Business Insider’s Eric Barker has a nice profile of Dan Ariely’s recent work on productivity and time management. For those of you who aren’t familiar with his books, how did you survive this long? You really need to read Predictably Irrational at the very least. “Most recently,” though, Ariely has taken a break from writing bestsellers and

turned his attention to the irrationality of how we use our time and has helped create a new smart-calendar app, Timeful.

What’s great is the data from Timeful is helping us learn things about what works and what doesn’t as it relates to productivity.

So what’s his advice?

  • The world is working against you. We all “are spending more of our time in environments that have their own agendas.” This means you have to take steps to recover your time and attention.
  • Control your environment or it will control you. “If you banish distractions and control your calendar you can make sure your environment is ripe for productivity.”
  • Write everything down.
  • When you do what you do is key. “You have a window of 2 to 2.5 hours of peak productivity per day, starting a couple hours after waking…. Those are the hours when you should be working on your most cognitively demanding tasks. The big projects. The stuff that really moves the needle.”
  • [Avoid] The four horsemen of the productivity apocalypse: meetings, email, multitasking, and structured procrastination.
  • No email breaks.
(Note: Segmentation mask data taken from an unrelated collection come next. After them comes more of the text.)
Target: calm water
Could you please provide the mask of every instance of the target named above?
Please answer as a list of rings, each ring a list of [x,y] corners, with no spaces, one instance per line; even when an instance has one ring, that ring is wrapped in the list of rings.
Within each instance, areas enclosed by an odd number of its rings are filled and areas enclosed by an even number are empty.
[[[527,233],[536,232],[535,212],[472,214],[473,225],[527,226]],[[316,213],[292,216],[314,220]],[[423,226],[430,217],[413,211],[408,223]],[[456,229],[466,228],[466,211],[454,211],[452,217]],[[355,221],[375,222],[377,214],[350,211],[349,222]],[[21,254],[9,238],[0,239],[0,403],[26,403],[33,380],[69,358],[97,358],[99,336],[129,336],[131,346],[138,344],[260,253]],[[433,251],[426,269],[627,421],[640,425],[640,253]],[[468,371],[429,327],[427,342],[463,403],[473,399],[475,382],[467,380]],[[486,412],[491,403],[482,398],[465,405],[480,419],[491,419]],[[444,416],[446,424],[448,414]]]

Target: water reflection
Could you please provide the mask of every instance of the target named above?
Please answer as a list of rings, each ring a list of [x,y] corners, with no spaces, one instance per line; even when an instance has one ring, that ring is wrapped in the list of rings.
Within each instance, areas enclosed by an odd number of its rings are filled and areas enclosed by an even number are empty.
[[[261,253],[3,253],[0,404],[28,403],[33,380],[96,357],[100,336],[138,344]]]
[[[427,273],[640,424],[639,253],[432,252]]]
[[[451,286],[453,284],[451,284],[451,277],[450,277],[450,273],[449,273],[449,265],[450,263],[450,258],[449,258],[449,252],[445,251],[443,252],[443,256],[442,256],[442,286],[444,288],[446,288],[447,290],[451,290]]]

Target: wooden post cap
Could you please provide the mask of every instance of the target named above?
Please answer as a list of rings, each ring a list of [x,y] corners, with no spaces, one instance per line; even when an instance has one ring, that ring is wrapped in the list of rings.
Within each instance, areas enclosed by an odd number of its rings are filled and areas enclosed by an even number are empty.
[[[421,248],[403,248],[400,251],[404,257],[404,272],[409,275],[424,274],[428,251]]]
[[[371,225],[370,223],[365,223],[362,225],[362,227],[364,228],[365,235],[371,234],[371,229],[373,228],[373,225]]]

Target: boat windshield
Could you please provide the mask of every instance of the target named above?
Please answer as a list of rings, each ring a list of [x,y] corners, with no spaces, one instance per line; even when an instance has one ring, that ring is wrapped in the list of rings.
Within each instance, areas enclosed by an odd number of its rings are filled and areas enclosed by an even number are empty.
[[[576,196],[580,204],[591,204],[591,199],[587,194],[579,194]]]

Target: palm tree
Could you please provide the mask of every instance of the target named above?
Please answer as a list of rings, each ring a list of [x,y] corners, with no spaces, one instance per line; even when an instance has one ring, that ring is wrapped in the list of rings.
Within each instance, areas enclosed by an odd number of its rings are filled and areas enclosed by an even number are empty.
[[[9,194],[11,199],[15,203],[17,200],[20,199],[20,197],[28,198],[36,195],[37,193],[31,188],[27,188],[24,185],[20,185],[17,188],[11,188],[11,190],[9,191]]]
That’s not real rest. Turn on your phone’s whitelist, or better yet leave it at your desk, and go take a walk.

The work on time of day is interesting, and to me not too surprising: I found when I was writing The Distraction Addiction that I did my best writing super-early in the morning (in an environment totally free of external and internal distractions). That’s still the case with this book, and there are plenty of writers, composers, etc. who report the same experience.